Providers of transaction services, merchants, payment processors and other suppliers to assist with the transactions and administration of the payment services.

Marketing and data analytics companies.

Review service providers who send customer feedback invitations on our behalf.

Our commercial partners who sell similar products and services.

Partners who provide features on our websites.

IT suppliers.

Risk and fraud prevention agencies and monitoring providers.

Our insurers and professional advisers.

Regulators and other government agencies including, but not limited to, public authorities, regulators, the police and other law

enforcement agencies.

Any company to whom we sell or buy any business or assets, in which case we may disclose your personal data to the prospective seller or buyer of such business or assets, along with its professional advisers.

We do not authorise any third parties that we share data with to use or disclose your data except as necessary to perform certain services on our behalf, to comply with legal requirements. We require these third parties, through our contractual arrangements with them, to appropriately safeguard the privacy and security of the data they process on our behalf.

We may also receive personal data about you from the following third parties:

  • Social media platforms
  • Your employer.
  • Data brokers.
  • Our commercial partners.
  • Public databases.
  • Regulators and other government agencies.

If you would like to receive a full list of our suppliers and other third parties who we share your data with or receive your data from then you can get in touch with us using the details provided in the section “How to reach us?”.

Where is your information transferred

As with any multinational organisation, we are often required to transfer data internationally. Accordingly, your personal data may be transferred globally (if your data is collected within the European Union, this means that your data may be transferred outside of it). This includes transfers that have been identified in the previous section “Who do we share your data with and for what purposes”.

When using personal data as described in this privacy policy, it may be transferred either within or outside the country or territory where it was collected, including to a country, territory or international organisation that may not have EU equivalent data protection standards.

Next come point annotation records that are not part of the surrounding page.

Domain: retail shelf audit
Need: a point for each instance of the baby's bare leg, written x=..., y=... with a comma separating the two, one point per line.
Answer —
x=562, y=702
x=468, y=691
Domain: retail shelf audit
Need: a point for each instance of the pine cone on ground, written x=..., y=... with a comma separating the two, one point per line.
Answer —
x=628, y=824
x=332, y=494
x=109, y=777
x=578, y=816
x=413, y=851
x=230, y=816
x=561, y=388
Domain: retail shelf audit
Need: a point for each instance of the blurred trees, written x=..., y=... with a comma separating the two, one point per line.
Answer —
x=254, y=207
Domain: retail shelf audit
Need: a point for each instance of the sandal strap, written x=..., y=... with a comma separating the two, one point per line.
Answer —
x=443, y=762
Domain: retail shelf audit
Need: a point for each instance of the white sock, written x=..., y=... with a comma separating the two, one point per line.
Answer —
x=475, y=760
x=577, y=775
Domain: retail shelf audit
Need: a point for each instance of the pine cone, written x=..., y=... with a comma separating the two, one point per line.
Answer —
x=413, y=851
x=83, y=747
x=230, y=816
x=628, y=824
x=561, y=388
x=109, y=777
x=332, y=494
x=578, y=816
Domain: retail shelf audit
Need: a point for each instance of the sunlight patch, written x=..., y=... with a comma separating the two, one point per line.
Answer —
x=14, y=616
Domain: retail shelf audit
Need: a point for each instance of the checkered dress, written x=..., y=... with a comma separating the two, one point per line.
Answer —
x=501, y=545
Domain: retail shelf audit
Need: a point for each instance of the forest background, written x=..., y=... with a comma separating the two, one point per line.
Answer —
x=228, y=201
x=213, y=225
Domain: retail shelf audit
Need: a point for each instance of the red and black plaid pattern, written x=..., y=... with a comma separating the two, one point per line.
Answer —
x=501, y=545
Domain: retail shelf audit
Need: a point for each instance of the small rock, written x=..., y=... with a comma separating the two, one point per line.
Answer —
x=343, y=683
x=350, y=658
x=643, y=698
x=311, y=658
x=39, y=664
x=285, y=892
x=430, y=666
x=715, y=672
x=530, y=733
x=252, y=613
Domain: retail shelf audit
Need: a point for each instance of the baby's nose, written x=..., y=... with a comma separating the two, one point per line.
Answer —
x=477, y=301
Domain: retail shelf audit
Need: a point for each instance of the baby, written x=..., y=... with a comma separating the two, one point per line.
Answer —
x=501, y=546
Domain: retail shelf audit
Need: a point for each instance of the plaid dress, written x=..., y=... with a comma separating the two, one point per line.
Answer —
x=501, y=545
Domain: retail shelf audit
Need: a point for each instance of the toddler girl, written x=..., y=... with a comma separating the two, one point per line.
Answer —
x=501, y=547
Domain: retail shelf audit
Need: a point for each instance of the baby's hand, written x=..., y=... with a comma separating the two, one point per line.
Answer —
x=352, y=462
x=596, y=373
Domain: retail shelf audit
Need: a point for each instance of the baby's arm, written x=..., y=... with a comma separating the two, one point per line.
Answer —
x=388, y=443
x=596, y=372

For example, we may transfer your personal data to our vendors based outside the European Union. In all cases, the transfer will be on the basis of a European Commission adequacy decision or we will implement adequate measures, for example the EU Model Contracts, and including appropriate security measures, for the protection of personal data in those countries, territories or international organisations in accordance with applicable data protection laws. If you would like more information about any of the data transfer measures on which we rely please contact us using the details provided in the section “How to reach us”?.

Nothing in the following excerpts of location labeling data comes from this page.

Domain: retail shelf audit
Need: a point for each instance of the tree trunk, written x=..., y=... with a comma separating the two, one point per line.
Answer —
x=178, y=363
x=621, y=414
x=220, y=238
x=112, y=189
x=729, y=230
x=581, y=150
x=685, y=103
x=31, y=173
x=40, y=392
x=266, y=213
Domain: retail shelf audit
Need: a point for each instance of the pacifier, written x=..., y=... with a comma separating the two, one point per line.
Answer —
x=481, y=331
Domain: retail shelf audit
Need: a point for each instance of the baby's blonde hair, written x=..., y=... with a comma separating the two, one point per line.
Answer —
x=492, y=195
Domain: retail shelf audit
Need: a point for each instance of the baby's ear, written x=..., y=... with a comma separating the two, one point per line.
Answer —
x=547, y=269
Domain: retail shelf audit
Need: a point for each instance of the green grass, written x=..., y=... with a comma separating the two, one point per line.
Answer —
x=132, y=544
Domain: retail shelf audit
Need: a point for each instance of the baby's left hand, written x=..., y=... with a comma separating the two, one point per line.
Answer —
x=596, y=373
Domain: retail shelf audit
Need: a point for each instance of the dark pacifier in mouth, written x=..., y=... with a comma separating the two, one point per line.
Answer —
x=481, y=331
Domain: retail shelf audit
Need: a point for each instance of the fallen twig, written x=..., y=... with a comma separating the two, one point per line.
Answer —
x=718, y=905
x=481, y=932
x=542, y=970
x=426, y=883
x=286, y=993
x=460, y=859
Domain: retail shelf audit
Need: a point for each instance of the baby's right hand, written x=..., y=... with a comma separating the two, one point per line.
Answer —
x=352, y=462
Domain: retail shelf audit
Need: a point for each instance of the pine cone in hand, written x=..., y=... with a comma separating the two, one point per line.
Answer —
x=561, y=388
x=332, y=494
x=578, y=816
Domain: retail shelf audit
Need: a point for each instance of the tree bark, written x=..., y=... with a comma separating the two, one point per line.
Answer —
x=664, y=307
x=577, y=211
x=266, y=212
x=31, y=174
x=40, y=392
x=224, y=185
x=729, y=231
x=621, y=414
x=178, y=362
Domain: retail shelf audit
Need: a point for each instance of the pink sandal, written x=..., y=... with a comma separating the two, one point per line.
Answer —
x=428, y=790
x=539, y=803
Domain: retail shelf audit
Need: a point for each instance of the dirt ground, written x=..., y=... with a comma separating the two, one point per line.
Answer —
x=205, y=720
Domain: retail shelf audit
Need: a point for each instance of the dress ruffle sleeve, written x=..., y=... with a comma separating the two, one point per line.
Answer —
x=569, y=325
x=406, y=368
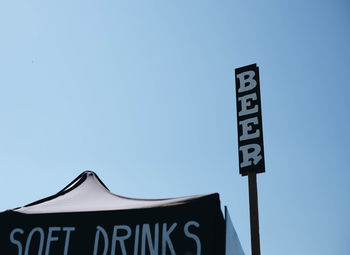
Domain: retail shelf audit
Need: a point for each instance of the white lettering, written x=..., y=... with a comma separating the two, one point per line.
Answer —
x=51, y=238
x=246, y=127
x=121, y=239
x=146, y=235
x=12, y=239
x=41, y=245
x=250, y=154
x=66, y=243
x=246, y=103
x=193, y=236
x=166, y=239
x=246, y=81
x=97, y=237
x=137, y=236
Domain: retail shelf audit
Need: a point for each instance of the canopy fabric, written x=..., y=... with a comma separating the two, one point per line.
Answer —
x=88, y=193
x=86, y=218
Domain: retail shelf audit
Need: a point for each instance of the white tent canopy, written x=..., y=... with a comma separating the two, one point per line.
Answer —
x=88, y=193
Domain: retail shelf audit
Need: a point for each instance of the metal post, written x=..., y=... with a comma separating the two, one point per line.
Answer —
x=254, y=214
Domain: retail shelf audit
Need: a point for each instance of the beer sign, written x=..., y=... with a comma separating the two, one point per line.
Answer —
x=249, y=121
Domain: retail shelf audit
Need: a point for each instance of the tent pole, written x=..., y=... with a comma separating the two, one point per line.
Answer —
x=254, y=214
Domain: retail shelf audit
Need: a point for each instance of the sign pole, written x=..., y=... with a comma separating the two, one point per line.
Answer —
x=250, y=140
x=254, y=214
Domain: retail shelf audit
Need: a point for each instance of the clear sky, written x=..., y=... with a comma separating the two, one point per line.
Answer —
x=142, y=93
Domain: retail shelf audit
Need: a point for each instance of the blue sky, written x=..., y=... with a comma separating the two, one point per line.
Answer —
x=142, y=92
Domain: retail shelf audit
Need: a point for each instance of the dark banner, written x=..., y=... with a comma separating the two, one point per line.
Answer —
x=249, y=121
x=193, y=228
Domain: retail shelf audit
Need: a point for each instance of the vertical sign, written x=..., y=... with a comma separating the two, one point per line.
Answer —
x=249, y=122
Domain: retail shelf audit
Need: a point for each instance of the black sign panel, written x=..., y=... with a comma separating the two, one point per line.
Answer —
x=192, y=228
x=249, y=121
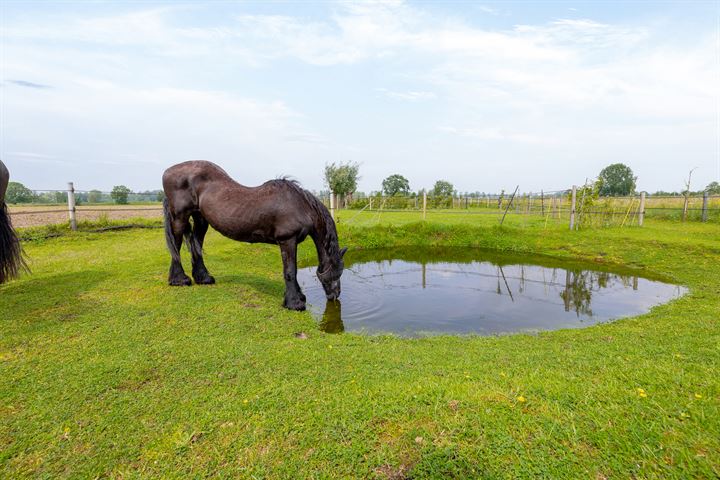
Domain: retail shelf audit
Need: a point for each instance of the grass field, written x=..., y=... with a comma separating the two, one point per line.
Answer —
x=107, y=372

How we keep your information secure

Corpay will take appropriate technical and organisational security measures to secure your personal data and to protect it from loss, misuse or alteration. Personal data that we hold about you is stored on our secure servers or those of our appointed suppliers. Our web pages that collect your data are secured with Secured Socket Layers (SSLs).

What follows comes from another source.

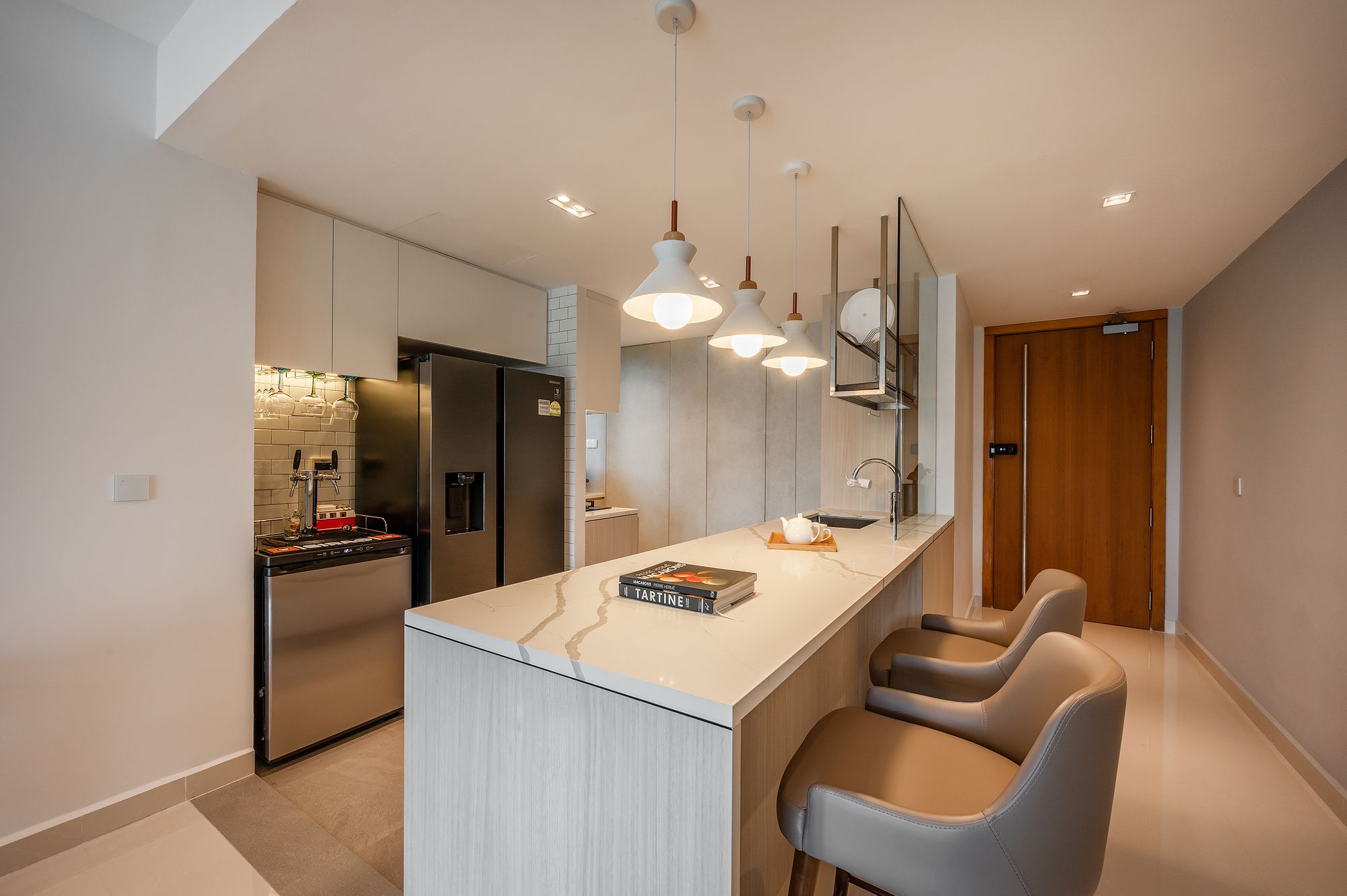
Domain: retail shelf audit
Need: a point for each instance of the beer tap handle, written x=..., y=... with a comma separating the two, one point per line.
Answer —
x=294, y=473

Where we have given you (or where you have chosen) a password which enables you to access certain parts of our website, you are responsible for keeping this password confidential. We ask you not to share this password with anyone.

Corpay maintains an information security program that is designed to:

  • Secure and maintain confidentiality of your personal data.
  • Protect against anticipated threats or hazards to security or integrity of your data.
  • Protect against unauthorised access to or use of your data that could result in substantial harm or inconvenience to you or your entity if compromised.
  • Comply with applicable laws.

How long we may keep your data

We will only retain your personal data for as long as necessary to fulfil the purposes we collected it for, including for the purposes of satisfying any legal, accounting, or reporting requirements.

To determine the appropriate retention period for personal data, we consider the amount, nature, and sensitivity of the personal data, the potential risk of harm from unauthorised use or disclosure of your personal data, the purposes for which we process your personal data and whether we can achieve those purposes through other means, and the applicable legal requirements.

Details of retention periods for different aspects of your personal data can be requested by contacting the DPO.

In some circumstances you can ask us to delete your data, please see “Your Rights and Choices”.

Third Party Providers (App store; links to other websites; used services)

App Store

Your app store (e.g., iTunes or Google Play) may collect certain information in connection with your use of the App, such as Personal Data, Payment Information, geolocational information, and other usage-based data. We have no control over the collection of such information by a third-party app store, and any such collection or use will be subject to that third party’s applicable privacy policies.

Additional Services

Some pages and information on the Site and the App include links to third party websites or offers. These third-party sites are governed by their own privacy statements, and we are not responsible for their operations, including but not limited to, their information practices. You should review the privacy statement of those third-party sites before providing them with any personally identifiable information. PayByPhone is not responsible for the processing of Personal Data on those third-party sites. We strongly advise you not to share any personal information about your Account, including your account number or password, on any social media site or with any third-party application that is not operated by PayByPhone.

Use of services

We engage service providers to perform functions and provide services for us, located for example in the Czech Republic, Canada, United States, Ireland, and other countries.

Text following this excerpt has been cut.